Brexit and so-called ‘Megxit’ both culminated this week as the Duchess and Duke of Sussex moved to Canada and the Withdrawal Bill made it through Parliament to receive royal assent.
Meanwhile ‘exiting’ was also the name of the game closer to home, as PI cover forced 30 advisers to exit the defined benefit market and staff departures led LEBC to hire temps.
It’s time for the week in news.
1 Temp time
A raft of redundancies and staff walkouts forced LEBC to seek help from external paraplanners, FTAdviser revealed this week.
Kay Ingram, director of public policy at LEBC, said the national advice company had needed to make a number of redundancies, and some staff left of their own accord, when the firm stopped offering DB transfer advice.

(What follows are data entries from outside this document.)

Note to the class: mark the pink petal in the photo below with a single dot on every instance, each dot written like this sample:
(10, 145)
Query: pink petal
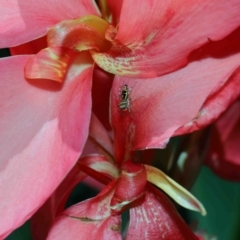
(98, 167)
(80, 34)
(159, 38)
(102, 83)
(223, 95)
(101, 138)
(115, 9)
(49, 63)
(43, 126)
(223, 157)
(87, 220)
(159, 106)
(154, 217)
(42, 220)
(27, 20)
(32, 47)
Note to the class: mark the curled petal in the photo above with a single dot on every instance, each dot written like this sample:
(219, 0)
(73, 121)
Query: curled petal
(174, 190)
(49, 63)
(160, 37)
(153, 217)
(38, 140)
(100, 165)
(80, 34)
(131, 185)
(23, 21)
(90, 219)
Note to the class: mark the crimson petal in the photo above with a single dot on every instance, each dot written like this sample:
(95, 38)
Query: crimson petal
(38, 141)
(154, 217)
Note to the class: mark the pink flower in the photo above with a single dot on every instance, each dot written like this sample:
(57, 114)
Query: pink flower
(151, 214)
(223, 157)
(44, 124)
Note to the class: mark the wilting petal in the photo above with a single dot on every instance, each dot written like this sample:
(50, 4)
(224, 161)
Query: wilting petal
(42, 220)
(130, 186)
(224, 151)
(49, 63)
(87, 220)
(38, 140)
(23, 21)
(160, 37)
(159, 106)
(154, 217)
(80, 34)
(173, 189)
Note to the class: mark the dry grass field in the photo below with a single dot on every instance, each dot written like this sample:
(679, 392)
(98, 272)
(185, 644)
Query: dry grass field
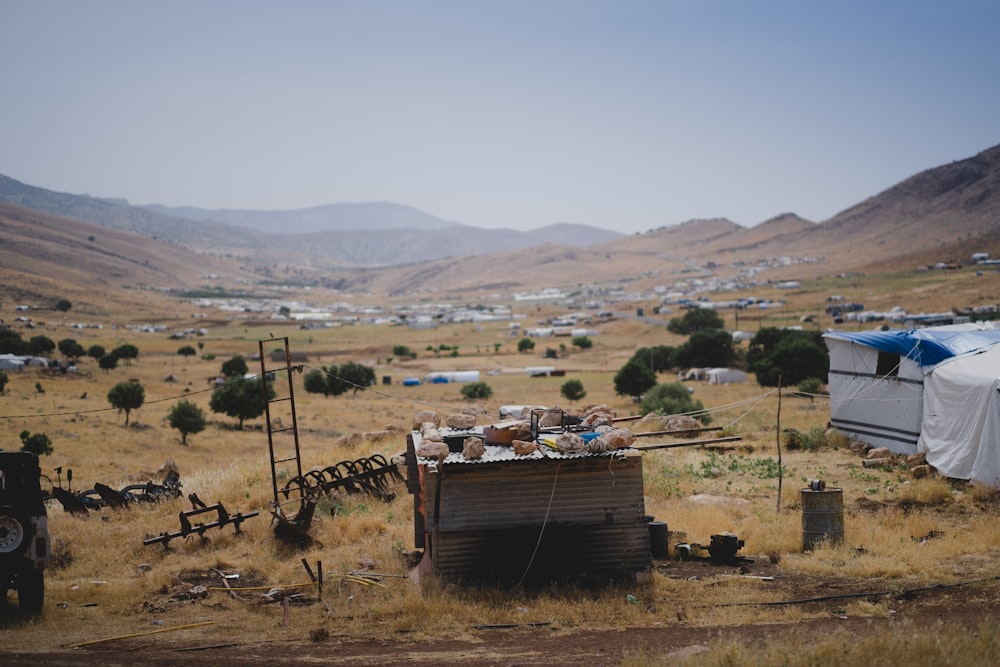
(917, 571)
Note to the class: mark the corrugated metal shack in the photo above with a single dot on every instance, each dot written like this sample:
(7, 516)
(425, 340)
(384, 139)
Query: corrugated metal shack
(547, 516)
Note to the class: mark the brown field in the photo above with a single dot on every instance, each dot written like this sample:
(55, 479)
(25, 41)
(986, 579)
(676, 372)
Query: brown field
(920, 558)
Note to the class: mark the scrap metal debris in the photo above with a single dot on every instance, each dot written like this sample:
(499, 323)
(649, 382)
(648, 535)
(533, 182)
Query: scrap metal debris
(222, 518)
(102, 495)
(372, 475)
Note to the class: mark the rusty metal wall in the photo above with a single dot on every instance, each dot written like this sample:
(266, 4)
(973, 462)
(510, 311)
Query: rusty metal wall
(580, 519)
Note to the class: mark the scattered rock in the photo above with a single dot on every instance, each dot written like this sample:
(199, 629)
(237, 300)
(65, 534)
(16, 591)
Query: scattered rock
(860, 448)
(460, 422)
(426, 416)
(524, 447)
(473, 449)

This led to a backlog of cases which means it can take LEBC advisers up to two to three months to prepare straightforward advice, an anonymous source told FTAdviser.
2 Very little Moola
Robo-advice firm Moola turned over a mere £900 in the final full year of its operations, losing £1.3m.
Moola is set to close next month but Companies House data showed the company had a meagre turnover of £889, with a cost of sales of £324,000 and expenses of £1m.

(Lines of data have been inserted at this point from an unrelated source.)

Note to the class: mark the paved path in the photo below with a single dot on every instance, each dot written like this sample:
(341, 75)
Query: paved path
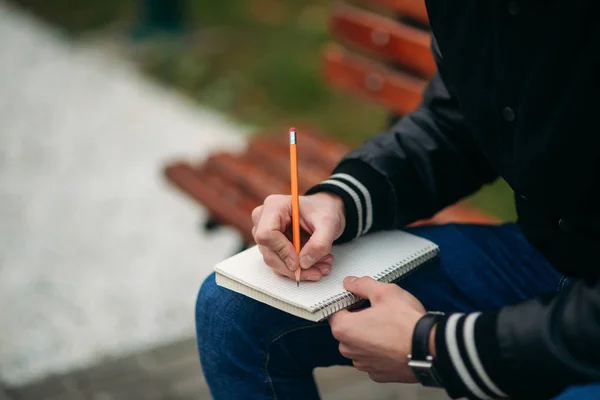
(98, 255)
(172, 372)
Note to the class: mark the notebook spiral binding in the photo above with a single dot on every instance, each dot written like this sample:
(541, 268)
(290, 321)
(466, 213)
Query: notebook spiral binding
(401, 269)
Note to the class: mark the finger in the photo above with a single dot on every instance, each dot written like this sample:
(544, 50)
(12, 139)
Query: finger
(359, 366)
(328, 259)
(256, 213)
(323, 267)
(278, 266)
(269, 234)
(345, 350)
(318, 246)
(365, 287)
(272, 259)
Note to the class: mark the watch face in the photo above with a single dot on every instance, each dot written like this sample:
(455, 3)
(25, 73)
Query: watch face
(424, 373)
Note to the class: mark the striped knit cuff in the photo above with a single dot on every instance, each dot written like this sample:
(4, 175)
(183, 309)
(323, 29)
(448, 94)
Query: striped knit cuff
(468, 356)
(367, 197)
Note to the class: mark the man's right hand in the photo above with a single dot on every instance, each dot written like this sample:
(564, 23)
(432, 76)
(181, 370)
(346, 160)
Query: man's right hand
(322, 220)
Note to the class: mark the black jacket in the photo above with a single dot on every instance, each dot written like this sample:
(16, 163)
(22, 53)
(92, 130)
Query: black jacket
(516, 96)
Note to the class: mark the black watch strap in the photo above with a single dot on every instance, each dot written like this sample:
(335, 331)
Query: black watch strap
(420, 342)
(420, 360)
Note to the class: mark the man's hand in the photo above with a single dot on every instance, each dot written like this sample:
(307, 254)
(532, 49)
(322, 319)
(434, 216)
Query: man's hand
(322, 220)
(378, 339)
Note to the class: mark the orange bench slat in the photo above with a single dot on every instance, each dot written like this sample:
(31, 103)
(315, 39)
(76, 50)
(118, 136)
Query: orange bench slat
(224, 201)
(392, 40)
(414, 9)
(392, 89)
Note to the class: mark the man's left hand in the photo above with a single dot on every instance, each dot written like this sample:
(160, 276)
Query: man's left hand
(378, 339)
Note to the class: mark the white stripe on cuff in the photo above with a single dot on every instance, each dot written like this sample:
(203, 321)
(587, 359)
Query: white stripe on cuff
(366, 194)
(457, 361)
(354, 196)
(469, 336)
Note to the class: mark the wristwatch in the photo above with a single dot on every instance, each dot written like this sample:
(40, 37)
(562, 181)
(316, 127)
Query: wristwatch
(420, 360)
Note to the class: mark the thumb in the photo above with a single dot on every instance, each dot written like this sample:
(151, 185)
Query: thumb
(317, 247)
(364, 287)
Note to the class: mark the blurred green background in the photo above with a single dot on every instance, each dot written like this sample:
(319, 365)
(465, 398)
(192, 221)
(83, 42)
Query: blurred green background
(257, 61)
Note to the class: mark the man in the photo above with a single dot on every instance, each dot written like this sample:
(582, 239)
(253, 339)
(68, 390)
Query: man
(516, 97)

It has since emerged adviser Richmond Wealth has contacted Moola with the offer to take on some of the staff and buy some of its assets.
3 FCA crackdown
It appears the City watchdog is readying itself for a fresh crackdown on financial advisers after finding the actions of an increasing number of firms were causing consumer harm.
The FCA sent out a Dear CEO letter identifying ways in which clients of advisers could be financially harmed, warning IFAs it would be carrying out further work on this area.

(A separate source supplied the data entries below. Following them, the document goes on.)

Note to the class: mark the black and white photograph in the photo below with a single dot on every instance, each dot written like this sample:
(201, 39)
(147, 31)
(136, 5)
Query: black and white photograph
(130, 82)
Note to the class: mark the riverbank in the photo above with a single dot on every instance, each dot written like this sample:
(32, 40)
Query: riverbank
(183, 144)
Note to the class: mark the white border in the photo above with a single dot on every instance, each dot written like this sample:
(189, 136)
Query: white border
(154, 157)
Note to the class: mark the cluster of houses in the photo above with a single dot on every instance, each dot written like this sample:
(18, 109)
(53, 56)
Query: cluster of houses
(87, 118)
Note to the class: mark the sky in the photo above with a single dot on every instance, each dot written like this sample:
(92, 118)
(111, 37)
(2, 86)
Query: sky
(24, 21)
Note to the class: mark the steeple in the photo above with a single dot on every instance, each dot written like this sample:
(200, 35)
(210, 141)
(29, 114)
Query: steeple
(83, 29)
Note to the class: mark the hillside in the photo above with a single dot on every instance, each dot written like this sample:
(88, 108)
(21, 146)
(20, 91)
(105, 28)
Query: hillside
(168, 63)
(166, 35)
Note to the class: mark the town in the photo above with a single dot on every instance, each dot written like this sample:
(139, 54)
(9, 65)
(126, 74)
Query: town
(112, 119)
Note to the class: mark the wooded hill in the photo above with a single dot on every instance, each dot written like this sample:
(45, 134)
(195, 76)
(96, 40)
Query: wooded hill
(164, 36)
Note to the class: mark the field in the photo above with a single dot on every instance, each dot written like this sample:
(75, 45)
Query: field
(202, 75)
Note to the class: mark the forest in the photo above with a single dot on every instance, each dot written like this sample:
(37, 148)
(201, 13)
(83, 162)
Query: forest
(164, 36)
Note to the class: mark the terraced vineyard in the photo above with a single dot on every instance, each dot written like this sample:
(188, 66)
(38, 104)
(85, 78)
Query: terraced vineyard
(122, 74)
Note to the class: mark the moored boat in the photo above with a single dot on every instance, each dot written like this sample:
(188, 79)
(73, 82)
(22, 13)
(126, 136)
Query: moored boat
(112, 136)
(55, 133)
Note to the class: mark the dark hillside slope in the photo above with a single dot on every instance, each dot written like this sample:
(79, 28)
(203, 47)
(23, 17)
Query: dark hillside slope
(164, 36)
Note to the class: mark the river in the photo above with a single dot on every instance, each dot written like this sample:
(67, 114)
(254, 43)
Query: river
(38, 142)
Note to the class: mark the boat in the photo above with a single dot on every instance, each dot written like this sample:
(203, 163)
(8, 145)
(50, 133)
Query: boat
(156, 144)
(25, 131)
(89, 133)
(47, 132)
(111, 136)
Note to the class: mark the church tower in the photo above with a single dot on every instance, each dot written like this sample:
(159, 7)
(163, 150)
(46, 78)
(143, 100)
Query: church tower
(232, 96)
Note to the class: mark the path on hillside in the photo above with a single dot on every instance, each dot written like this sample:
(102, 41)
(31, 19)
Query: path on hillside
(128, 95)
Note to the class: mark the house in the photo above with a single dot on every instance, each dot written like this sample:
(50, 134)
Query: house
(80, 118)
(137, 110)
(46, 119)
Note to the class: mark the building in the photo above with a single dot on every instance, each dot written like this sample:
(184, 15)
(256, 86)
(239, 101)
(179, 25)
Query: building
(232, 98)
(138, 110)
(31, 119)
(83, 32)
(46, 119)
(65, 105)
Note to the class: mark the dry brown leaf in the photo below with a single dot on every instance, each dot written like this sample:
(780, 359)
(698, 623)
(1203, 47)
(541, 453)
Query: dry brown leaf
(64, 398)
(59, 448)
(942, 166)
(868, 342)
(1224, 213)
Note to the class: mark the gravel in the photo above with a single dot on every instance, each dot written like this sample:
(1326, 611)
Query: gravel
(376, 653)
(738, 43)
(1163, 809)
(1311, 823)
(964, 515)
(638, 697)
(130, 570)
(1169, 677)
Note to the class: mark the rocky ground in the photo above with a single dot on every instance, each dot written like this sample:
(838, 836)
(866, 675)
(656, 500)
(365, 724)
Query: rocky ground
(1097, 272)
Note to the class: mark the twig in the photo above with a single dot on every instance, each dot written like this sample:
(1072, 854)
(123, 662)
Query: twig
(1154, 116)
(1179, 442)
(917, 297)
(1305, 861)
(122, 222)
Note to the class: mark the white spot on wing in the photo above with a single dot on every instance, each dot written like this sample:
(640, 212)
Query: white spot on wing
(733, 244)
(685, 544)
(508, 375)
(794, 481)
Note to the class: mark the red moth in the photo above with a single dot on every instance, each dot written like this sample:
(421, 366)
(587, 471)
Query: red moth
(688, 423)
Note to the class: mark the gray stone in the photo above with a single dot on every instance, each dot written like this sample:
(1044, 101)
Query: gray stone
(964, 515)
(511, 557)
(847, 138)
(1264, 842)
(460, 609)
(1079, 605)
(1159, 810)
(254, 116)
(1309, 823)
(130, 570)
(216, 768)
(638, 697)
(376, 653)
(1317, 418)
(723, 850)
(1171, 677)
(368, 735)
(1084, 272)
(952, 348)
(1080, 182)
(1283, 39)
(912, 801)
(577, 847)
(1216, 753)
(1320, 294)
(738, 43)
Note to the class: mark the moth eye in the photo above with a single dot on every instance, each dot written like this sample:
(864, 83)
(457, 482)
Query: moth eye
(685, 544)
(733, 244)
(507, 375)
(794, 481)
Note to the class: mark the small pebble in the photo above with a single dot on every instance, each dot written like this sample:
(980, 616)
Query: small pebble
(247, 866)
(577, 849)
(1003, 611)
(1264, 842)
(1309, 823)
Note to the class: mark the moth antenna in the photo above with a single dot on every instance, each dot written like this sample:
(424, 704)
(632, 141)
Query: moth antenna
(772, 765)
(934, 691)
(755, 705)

It urged advisers to ensure the advice provided was suitable, costs and charges were disclosed clearly and they acted in the client’s best interests. The Lang Cat’s Mike Barrett thought this was a sign the FCA was set to renew its scrutiny of Prod compliance.
The letter was one of three sent by the regulator this week. The other two were sent to asset managers and investment firms and warned fund managers were not providing value and that alternative investments were being offered to the wrong consumers respectively.
4 PI problems
Problems obtaining affordable PI cover has forced more than 30 advice firms out the DB transfer market in just the last three months, it emerged this week.
Data from the Personal Finance Society showed more than 30 firms had pulled out the PFS’s pension transfer gold standard as they were no longer operating in the market.
Keith Richards, chief executive of the PFS, said he expected the number of firms leaving this market to increase in the coming months as the Financial Conduct Authority publishes final pension transfer advice rules.
St James’s Place revealed it had no plans to review or shake up its charging structure this week, despite receiving criticism from its latest board member.